I propose to take Questions Nos. 766 and 767 together.
Minimum Benefit Regulations, made under the Health Insurance Acts, require insurers to offer a minimum benefit to every insured person. The regulations help to ensure that consumers obtain a minimum level of health insurance cover regardless of what plan they purchase. At present, the minimum benefits cover access to a semi-private room in a public hospital, including in-patient consultant fees, and a wide range of acute treatments. This represents the minimum level of cover that must be offered to every insured person. While I have sympathy for patients who find that certain drugs are not covered, it is not the role of the Minister for Health to direct private health insurers as to which services or facilities they cover. This is a commercial decision for the insurers themselves.

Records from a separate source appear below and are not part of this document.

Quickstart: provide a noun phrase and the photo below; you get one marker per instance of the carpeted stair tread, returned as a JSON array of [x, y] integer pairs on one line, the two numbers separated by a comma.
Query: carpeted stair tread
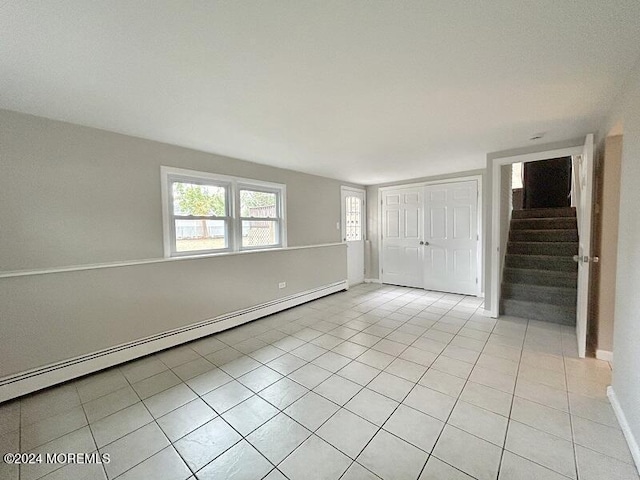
[[541, 262], [552, 295], [544, 212], [530, 276], [561, 314], [546, 235], [543, 248], [561, 223]]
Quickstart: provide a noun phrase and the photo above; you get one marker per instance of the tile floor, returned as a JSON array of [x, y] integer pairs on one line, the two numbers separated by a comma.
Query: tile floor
[[377, 382]]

Cover for medical expenses under a customer's health insurance contract is a private contractual matter between the customer and the insurer. If the customer is not satisfied with any decision made by an insurer relating to the benefits payable under their contract, they should first discuss it with the insurer concerned. However, if the customer remains dissatisfied with the insurer's response, they may contact the Financial Services Ombudsman. The Financial Services Ombudsman is a statutory officer who deals independently with unresolved complaints from consumers about their individual dealings with all financial service providers, including health insurers. The service is provided free of charge to the complainant. The decision of the Financial Services Ombudsman is binding on all parties unless the decision is appealed to the High Court. Customers also have rights of access to the courts in disputes with insurers.